La primera predicción no solo fue acertada sino que se quedó corta, pero en lo que respecta a la segunda no pudo ser más desacertada. Y eso que, según todas las variables, debería de haberse cumplido si los sueldos se hubieran adecuado de forma generalizada a la productividad de los trabajadores y no siguieran estancados en jornadas laborales extenuantes. A eso se debería añadir que Keynes no contaba conque las necesidades básicas de ciudadanos de los países desarrollados iban a incluir vacaciones en la playa para toda la familia, dos o tres automóviles (uno de ellos un todoterreno para circular por la ciudad), todo tipo de cachivaches electrónicos cuya renovación es perentoria cada quinquenio a riesgo de quedar marginados y al menos una cenita con trago incluido por semana. Así que, a más necesidades superfluas, más horas de trabajo echamos por mucho que pudiéramos vivir con la mitad. Pero, ¿quién no quiere pegarse un viajecito a Europa o al Caribe de vez en cuando? ¿Hay alguien que prefiera un catre a una cama king size con sábanas de hilo egipcio o un hostal cochambroso a un cinco estrellas? Haberlos, los habrá, porque es sabido que hay más bobos que botellines de cerveza, pero la mayoría de los mortales somos unos sibaritas. Que nos acostumbramos a lo bueno echando leches, vaya. Y con eso, Keynes no contaba. Tampoco contaba con la permanente obsesión del ser humano por aparentar más de la cuenta. Según los estudios del economista Robert Frank a la mayoría lo único que nos preocupa es tener más que los demás, sea lo que sea. Así que la vida laboral se convierte en una escalada armamentística en la que nuestro ocio pasa a un segundo plano. Esto es así e incluso peor en los países menos desarrollados, donde las jornadas de trabajo comienzan a las 7 de la mañana y concluyen bien entrada la noche.
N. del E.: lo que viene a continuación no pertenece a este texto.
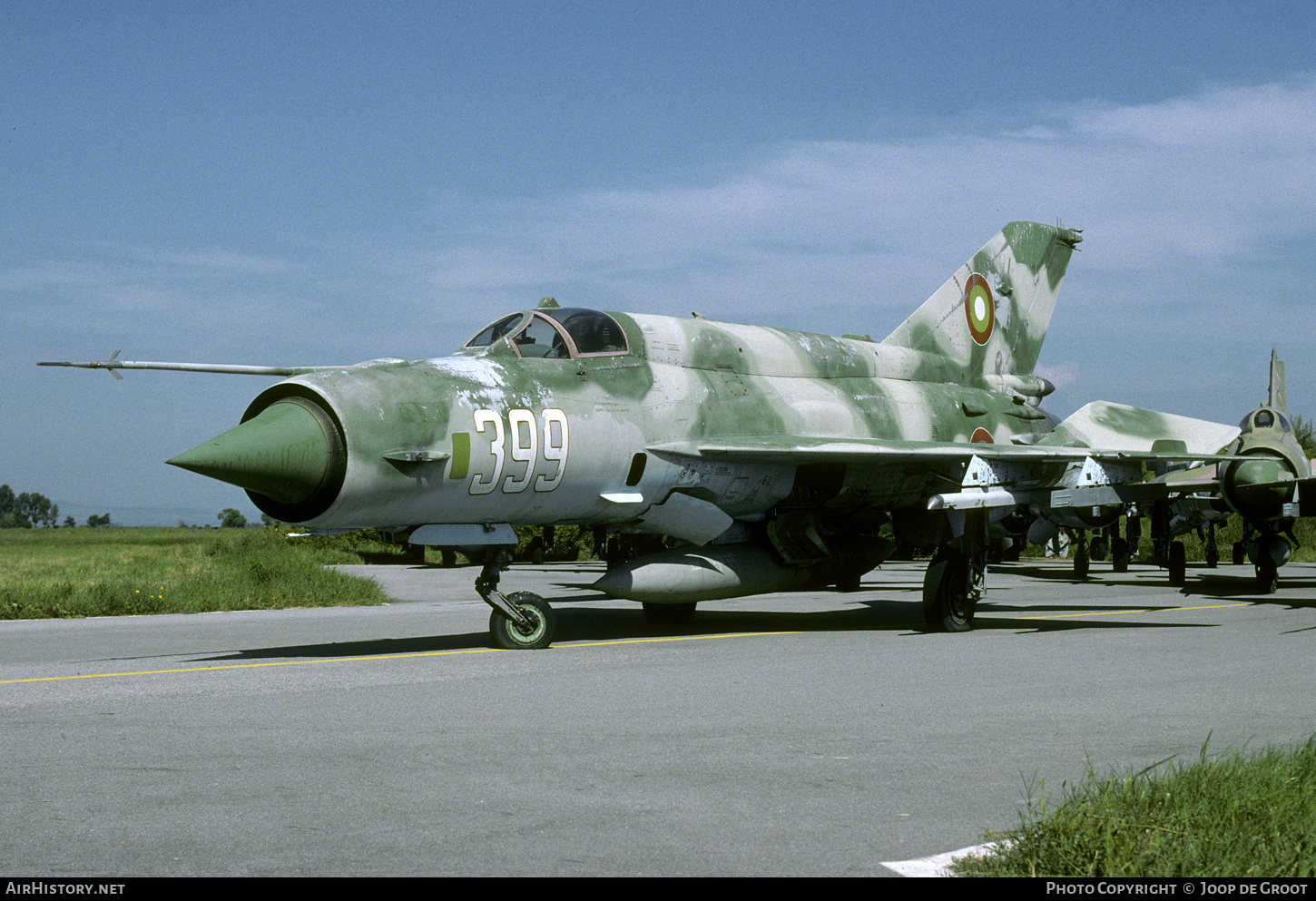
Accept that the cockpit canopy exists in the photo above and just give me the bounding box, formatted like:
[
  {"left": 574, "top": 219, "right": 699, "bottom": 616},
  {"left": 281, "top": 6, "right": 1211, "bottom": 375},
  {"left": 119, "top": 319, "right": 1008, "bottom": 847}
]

Más recientemente, los radicales del decrecimiento –una peregrina teoría económica que apuesta por producir, crecer y consumir menos– apuestan por redistribuir el trabajo en jornadas más escasas para abrir el mercado laboral a quienes no tienen empleo. Lo que no explican estos santurrones es quién demonios va a renunciar a la mitad de su salario por solidaridad cuando a nosotros nos aprietan en todos los frentes –desde los bancos a las compañías de seguros, las de electricidad, gas y agua y, por supuesto, las administraciones públicas que nos cobran hasta el aire que respiramos–. Pero el que se lleva la palma no es otro que el mexicano Carlos Slim. El hombre más rico del mundo, a quien Dios guarde muchos años, se le ha metido en la sesera que la solución a todos los problemas es que trabajemos 11 horas al día pero sólo durante 3 días a la semana. Cojonudo. Si la mayoría de los mortales las pasa canutas para llegar a fin de mes con jornadas de sol a sol, imaginen el futuro. Nuestras ya escuálidas nóminas quedarían sumidas en la anorexia, pues no creo que el bueno de Slim vaya a pagarles a sus trabajadores de Telmex lo mismo por trabajar siete horas menos cada semana. Según el magnate de las telecomunicaciones, con esta medida nos quedaría tiempo para el ocio, la familia y para reciclarnos. Eso si el pluriempleo para ganar lo mismo que antes nos deja respirar. Detrás de todas estas fórmulas solo se esconden recortes de salarios uno detrás de otro y ya es hora de poner freno a este abuso. Mientras los ricos son cada vez más ricos, a la clase media se la exprime sin medida. Están engordando a nuestra costa.